Sunday, 8 May 2005

freckles_and_doubt: (Default)
You know, despite the whinging about the salary (lack of), politics (ugly) and manifest hazards (jargon, marking and the wayward student way with the apostrophe), I have to conclude that I'm in this business because, sad to relate, I darn well want to be. To the extent where I will voluntarily and with nauseating good cheer spend two and a half hours of my Saturday morning manning (womanning?) the departmental stand at the university Open Day. My mission, should I choose to accept it, is to madly market English as a subject to hordes of confused Matrics who are attempting to obtain a pre-emptive stranglehold on this strange First Year business before it sneaks up and bludgeons them to death in Reg Week. Granted, there is a depressing tendency for the little buggers to (a) wander straight past us, drawn instead to the exciting sexiness of Film & Media, or (b) to peer fixedly at the selected departmental rep and ask worriedly what English is actually useful for in terms of a career. A nasty home question, that, to which I have evolved a nifty, punchy and remarkably logical and attractive-sounding response, requiring only that I restrain myself from adding, with a smirk, "and if you bought that, you'll see the most important skill University English teaches, viz. to bullshit coherently and with a straight face." (Says she, with a self-satisfied flashback to the recent film colloqium, where I spent 30 minutes deluding the onlookers that I was presenting a theorically tight and densely layered paper on Tolkien and film adaptation, while in fact I was basically offering an impassioned defense of the total hotness of Elves).

Anyway. The fact remains that I enjoyed giving advice to students on Open Day. I like students. I get all worried about their typical state of hopeless existential confusion and doubt, which is basically what first year does to one; I like having a chance to contribute my mite towards their continued survival, and to see the wild-eyed panic calm down a little. They get so grateful. Plus, of course, I get to proselytise the excitement and nifty skill-base of the English discipline, while dropping little baited hooks into the conversation under the guise of curriculum description ("and I teach options on science fiction and on fairy tale in that course..." *pregnant pause while I scan for a gleam in the eye...*). I caught two Terry Pratchett fans that way yesterday, plus a random Tolkien cultist and an interesting young man who not only reads science fiction (although he's sadly in favour of Terry Goodkind), but is an opera buff and could hold forth intelligently on the differences between Shakespeare's and Verdi's versions of Othello. He should go far, if only because he will have read several orders of magnitude more than the next most intelligent and well-read member of any class he's in. Sigh.

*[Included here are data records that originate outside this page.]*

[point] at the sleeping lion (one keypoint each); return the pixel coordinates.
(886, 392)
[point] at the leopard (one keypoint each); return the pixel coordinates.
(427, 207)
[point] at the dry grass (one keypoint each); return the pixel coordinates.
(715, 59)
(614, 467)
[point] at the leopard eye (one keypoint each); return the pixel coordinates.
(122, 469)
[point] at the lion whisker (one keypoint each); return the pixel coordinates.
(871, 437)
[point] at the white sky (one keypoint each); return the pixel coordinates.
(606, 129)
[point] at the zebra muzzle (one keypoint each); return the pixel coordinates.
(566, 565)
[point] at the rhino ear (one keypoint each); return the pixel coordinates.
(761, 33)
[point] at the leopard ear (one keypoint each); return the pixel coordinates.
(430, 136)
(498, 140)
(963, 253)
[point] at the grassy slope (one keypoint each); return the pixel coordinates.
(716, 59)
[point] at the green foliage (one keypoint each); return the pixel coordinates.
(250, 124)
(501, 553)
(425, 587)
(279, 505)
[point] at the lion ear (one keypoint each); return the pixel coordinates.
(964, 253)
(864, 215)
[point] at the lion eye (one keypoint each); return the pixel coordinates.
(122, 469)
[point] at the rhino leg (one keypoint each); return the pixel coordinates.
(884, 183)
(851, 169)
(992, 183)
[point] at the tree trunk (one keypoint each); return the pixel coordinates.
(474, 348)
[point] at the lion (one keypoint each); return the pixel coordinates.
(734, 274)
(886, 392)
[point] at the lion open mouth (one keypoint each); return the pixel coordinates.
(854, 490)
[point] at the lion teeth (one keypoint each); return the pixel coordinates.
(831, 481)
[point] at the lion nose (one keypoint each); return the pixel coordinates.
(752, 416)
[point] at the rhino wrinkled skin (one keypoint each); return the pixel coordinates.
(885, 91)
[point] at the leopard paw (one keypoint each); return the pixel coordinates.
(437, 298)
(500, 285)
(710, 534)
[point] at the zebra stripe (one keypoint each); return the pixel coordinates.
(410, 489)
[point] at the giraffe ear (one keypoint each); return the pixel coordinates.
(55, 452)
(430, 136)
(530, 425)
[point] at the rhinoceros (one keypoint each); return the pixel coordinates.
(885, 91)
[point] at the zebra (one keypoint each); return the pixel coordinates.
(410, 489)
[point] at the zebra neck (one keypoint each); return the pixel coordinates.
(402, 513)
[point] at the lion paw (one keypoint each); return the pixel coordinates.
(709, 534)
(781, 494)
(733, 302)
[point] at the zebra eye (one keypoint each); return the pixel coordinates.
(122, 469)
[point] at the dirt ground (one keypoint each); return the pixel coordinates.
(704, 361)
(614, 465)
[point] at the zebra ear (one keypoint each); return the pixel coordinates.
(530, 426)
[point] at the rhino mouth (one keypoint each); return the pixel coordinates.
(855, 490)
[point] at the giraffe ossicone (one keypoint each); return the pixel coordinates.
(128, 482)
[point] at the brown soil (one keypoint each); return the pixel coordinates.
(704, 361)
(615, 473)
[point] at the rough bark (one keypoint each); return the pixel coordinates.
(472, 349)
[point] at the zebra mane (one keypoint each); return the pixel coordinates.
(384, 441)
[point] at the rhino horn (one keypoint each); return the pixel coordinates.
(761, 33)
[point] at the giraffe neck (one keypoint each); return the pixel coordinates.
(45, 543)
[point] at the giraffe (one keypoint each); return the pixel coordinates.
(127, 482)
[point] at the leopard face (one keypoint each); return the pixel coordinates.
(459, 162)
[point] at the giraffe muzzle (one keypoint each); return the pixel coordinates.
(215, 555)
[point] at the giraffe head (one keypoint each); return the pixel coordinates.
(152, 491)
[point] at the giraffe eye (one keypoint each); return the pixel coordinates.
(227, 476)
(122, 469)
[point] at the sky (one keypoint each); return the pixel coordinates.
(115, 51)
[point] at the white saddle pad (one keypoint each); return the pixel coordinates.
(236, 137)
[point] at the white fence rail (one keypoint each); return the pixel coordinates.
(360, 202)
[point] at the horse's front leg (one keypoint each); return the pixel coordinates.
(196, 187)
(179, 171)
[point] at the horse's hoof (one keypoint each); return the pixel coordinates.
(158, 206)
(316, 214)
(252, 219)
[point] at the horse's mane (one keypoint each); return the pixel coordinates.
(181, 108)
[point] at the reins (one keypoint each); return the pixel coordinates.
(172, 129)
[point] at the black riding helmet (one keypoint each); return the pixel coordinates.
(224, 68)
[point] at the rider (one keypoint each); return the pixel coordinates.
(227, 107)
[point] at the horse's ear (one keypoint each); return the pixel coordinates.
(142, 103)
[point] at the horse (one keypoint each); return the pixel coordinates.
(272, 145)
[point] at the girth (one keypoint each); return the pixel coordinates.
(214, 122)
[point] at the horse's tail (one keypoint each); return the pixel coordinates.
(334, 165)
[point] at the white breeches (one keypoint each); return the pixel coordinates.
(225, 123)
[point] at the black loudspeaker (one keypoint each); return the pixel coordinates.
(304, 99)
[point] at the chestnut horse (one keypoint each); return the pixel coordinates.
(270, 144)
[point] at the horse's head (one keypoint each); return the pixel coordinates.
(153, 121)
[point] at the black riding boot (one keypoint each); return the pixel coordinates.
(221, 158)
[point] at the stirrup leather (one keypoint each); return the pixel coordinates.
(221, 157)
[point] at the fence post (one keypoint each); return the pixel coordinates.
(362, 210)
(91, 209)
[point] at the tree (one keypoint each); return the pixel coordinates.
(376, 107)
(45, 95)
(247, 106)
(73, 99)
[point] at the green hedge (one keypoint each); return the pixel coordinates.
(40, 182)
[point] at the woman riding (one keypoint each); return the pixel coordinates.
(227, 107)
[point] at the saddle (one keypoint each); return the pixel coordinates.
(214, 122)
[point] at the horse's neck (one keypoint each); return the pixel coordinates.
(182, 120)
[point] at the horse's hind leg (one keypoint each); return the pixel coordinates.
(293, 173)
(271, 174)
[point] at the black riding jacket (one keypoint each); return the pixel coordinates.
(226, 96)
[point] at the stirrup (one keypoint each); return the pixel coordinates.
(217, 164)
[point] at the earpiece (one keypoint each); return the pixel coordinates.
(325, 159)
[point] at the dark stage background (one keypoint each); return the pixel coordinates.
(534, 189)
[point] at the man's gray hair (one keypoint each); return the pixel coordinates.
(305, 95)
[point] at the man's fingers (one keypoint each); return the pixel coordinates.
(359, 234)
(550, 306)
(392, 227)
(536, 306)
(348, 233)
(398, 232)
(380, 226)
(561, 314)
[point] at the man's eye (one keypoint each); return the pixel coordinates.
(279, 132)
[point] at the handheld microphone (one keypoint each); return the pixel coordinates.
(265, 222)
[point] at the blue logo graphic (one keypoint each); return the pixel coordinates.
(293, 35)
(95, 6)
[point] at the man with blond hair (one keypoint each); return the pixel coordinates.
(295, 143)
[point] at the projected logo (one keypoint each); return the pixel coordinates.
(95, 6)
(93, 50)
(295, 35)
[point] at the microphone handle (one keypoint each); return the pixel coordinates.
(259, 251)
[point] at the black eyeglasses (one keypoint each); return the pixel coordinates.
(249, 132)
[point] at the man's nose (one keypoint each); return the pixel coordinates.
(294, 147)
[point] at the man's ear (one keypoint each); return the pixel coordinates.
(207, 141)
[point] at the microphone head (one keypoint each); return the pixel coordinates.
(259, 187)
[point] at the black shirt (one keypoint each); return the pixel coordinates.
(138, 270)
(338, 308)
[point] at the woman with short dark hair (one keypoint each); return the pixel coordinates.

The rest of the department present, who dragged themselves complainingly up to campus under protest, and tended to growl at hapless would-be first-years, clearly think my enjoyment of the above is completely insane. I, on the other hand, have come fully to terms with the fact that this is obviously my well-sublimated maternal instinct coming to the fore. You hear that, O readers who are parents, new and forthcoming? I only guarantee to interact usefully with your interesting offspring when they're teenagers and can hold a conversation. And I can give them books to read. Lots and lots of books... *cackle, scheme*.

In other news this weekend, I lost the ongoing epic struggle with ShadowMagic, which I have forced the Evil Landlord to give back to me, thus demonstrating my demonic lack of will-power and ability to circumnavigate user-defined limits. Spent a pleasant and somewhat vindictive twelve hours or so playing an evil race, for a change, which I can probably attribute to the semi-psychotic PMT. Rapier practice this afternoon has more or less resolved any lingering issues, although I'll suffer for it in the morning. Impromptu dinner with Jo&Stv last night, much hilarity, and Jo at several points entwined with the Shadowing Lemma - she swears she had it in a half-nelson, but it looked a lot kinkier than that to me. And spanking, too!

Shall take these old bones and aching muscles off to bed. I have to be interesting on the topic of vampires and the erotic tomorrow, and lectures on too little sleep lose badly in coherence, although possibly gaining in joie de vivre and hallucinatory insights.